Valid enough. But a better film, please?
--/-----

Friday, February 23, 2007

Ghost Rider: "A trifle idiotic"

FLAME ON! Oh, wait – that’s that other flamer. Well, you could see how a guy could get confused.

Tell the truth, though, there’s no way I don’t know who Ghost Rider is. Born with an unnatural fear of skeletons, I obsessed over Johnny Blaze clawing at his face burning off every time the plot called for it in the ‘70s comic. Though the idea of a satanic bounty hunter transmuting into a burning, chain-whipping skeleton man in a leather jacket on a bike made of Hellfire seems a trifle idiotic at this point, it’s just the kind of thing that ensured Generation X would never really grow up. From Howard the Duck to Pretty in Pink’s Duckie, our fledgling pop culture is simply too insane to let go of.
Now that CGI Hollywood is prepared to mine the Marvel and DC back issues, Ghost Rider seems like a perfect target. And, to cut to it, I loved it. Even though. Sigh. It’s pretty much terrible.

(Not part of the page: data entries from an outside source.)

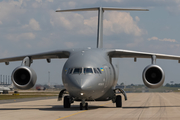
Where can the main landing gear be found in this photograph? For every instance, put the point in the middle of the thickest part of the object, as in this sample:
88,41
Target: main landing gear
118,101
83,105
67,102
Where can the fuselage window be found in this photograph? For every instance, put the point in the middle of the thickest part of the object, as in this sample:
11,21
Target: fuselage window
88,70
99,70
96,71
77,71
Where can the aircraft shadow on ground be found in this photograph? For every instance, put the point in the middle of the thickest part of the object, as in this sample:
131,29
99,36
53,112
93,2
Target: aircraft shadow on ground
135,107
55,108
76,107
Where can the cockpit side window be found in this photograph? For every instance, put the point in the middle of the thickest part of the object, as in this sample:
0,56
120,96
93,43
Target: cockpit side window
77,71
70,70
99,70
96,71
88,71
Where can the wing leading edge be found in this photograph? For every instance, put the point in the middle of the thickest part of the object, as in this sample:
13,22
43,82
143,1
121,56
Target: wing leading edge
119,53
45,55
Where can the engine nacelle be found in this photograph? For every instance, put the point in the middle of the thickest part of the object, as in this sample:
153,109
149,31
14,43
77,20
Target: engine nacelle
153,76
24,77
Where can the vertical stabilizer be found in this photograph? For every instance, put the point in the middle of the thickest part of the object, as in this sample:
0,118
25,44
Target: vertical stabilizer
100,19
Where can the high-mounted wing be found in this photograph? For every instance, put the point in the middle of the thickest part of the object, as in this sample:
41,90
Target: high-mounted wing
119,53
45,55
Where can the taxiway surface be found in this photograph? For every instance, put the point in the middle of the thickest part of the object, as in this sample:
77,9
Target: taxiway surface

If there’s still a kid in you, you just get over lines like “I feel like my skull is on fire” and probably the second-worst worst sense of what a TV reporter actually might be and say (1998’s Godzilla owns the lowest). Nick Cage handles Johnny Blaze with a certain Garfield disaffectedness, but that seems right for a guy who knows the devil is coming for him one day. Speaking of whom, Peter Fonda does a strange and interesting performance as Mephisto, though I really miss the frilly comic-book outfit only alluded to in shadow. But Fonda manages to fuse trustworthy charm with singer Nick Cave’s “weak and evil” to good effect as he convinces Blaze to sign his soul over to save his dad from terminal cancer. Father and son are in a motorcycle duo which young Blaze would break up to ride off with his girlfriend, Roxanne. But hearing the medical news, Blaze is torn up enough to attract the devil. Mephistopheles keeps his word about the cancer; he just kills pop in a bike accident the next day anyway. Haha. Blaze ditches Roxanne, done with love’s price for now.

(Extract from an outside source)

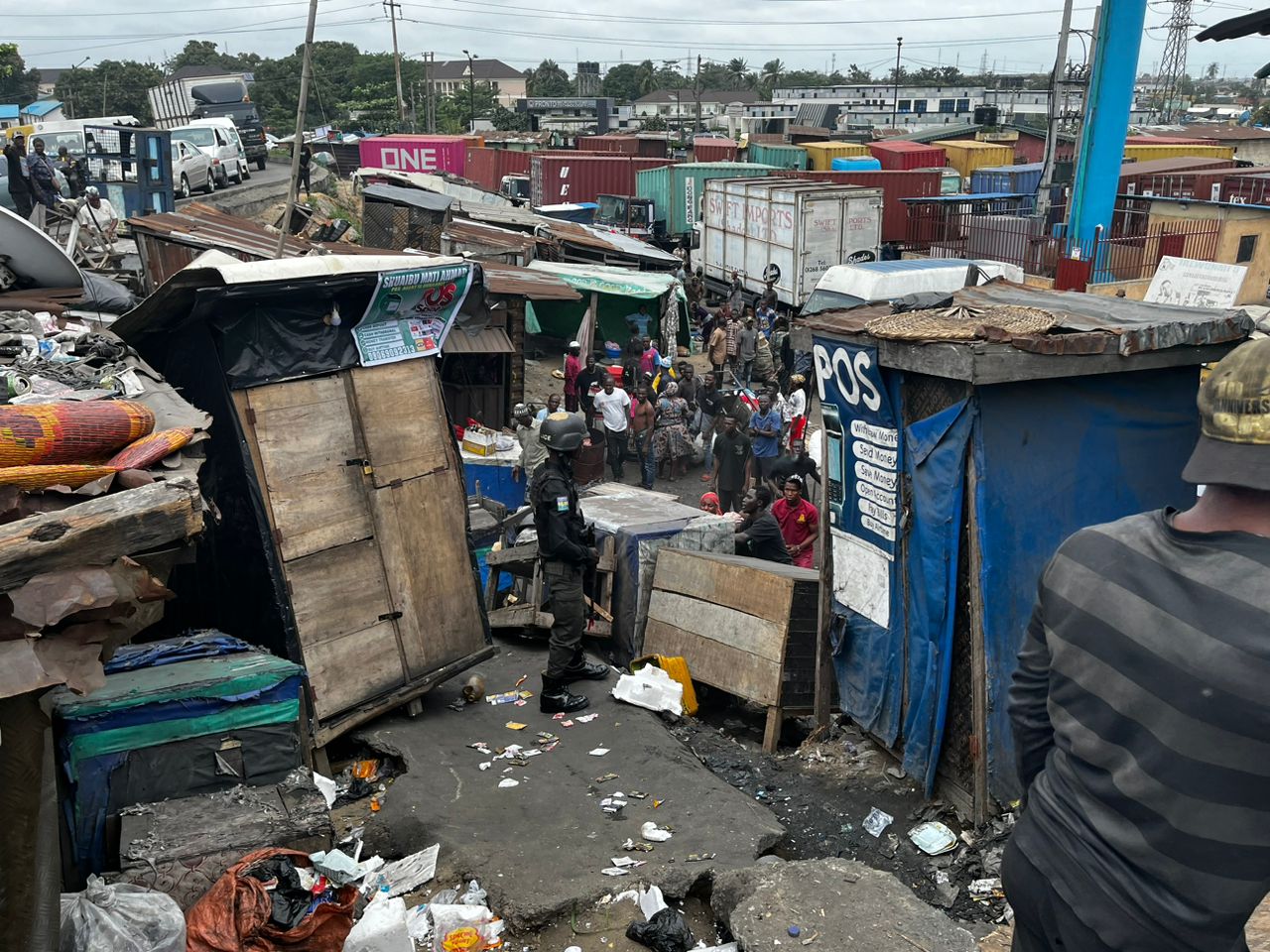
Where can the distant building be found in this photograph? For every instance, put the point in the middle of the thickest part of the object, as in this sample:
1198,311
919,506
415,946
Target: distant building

The restrained ‘70s/’80s carnival feel is perfectly captured here, especially as we fast forward to now – all tits and tattoos and shitty metal licks. No wonder the Islamists want us buried.
Mephisto’s defiant son Blackheart, played by the weirdo kid from American Beauty, is after a certain 1000-soul contract that’ll bring on hell on earth with a cherry on top – him. So the devil brings Ghost Rider into the picture to take out his own son, sort of the opposite of how Blaze got into this mess. But watching the stuntman transform is a treat especially as, finally, we get an antihero who enjoys himself, cackling like mad – finally freed from worry.

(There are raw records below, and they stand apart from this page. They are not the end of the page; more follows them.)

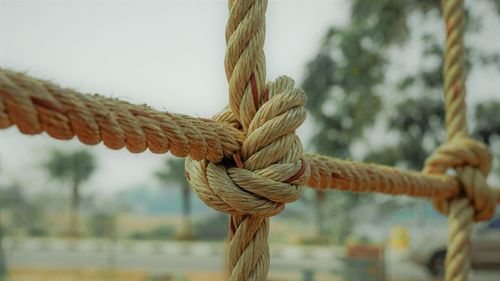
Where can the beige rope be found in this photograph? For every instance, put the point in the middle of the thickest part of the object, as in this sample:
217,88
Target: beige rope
35,106
269,171
469,158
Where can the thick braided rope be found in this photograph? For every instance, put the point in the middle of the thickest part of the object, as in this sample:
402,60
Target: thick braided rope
269,169
269,173
64,113
470,159
35,106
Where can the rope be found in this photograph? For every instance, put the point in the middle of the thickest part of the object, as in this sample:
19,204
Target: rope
35,106
248,162
469,158
268,171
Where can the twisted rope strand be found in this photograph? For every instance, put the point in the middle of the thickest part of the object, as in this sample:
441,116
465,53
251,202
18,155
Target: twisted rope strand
470,159
461,210
244,62
82,115
35,106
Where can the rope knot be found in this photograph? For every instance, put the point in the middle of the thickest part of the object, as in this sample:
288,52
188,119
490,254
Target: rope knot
269,170
472,162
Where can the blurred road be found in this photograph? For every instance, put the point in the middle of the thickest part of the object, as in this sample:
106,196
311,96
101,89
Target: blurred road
172,257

How well a CGI skull can act is up for debate; slightly better than super-hot Roxanne (Eva Mendes), anyway. And for dealing with a bunch of demons and devils, there’s never the same kind of chaotic terror you get, say, reading Master and Margarita. But, unlike Hulk and Spider-Man, the film’s a lot of fun. Especially when, as huge geek bonus, the original, cowboy Ghost Rider hoofs into the plot. Played by none other than The Big Lebowski's cud-chewin’ Sam Elliot.
As a film, extremely dumb - but hot, wild and fantasy-fulfilling. What, you snobs have never wanted to crawl into bed with something like that?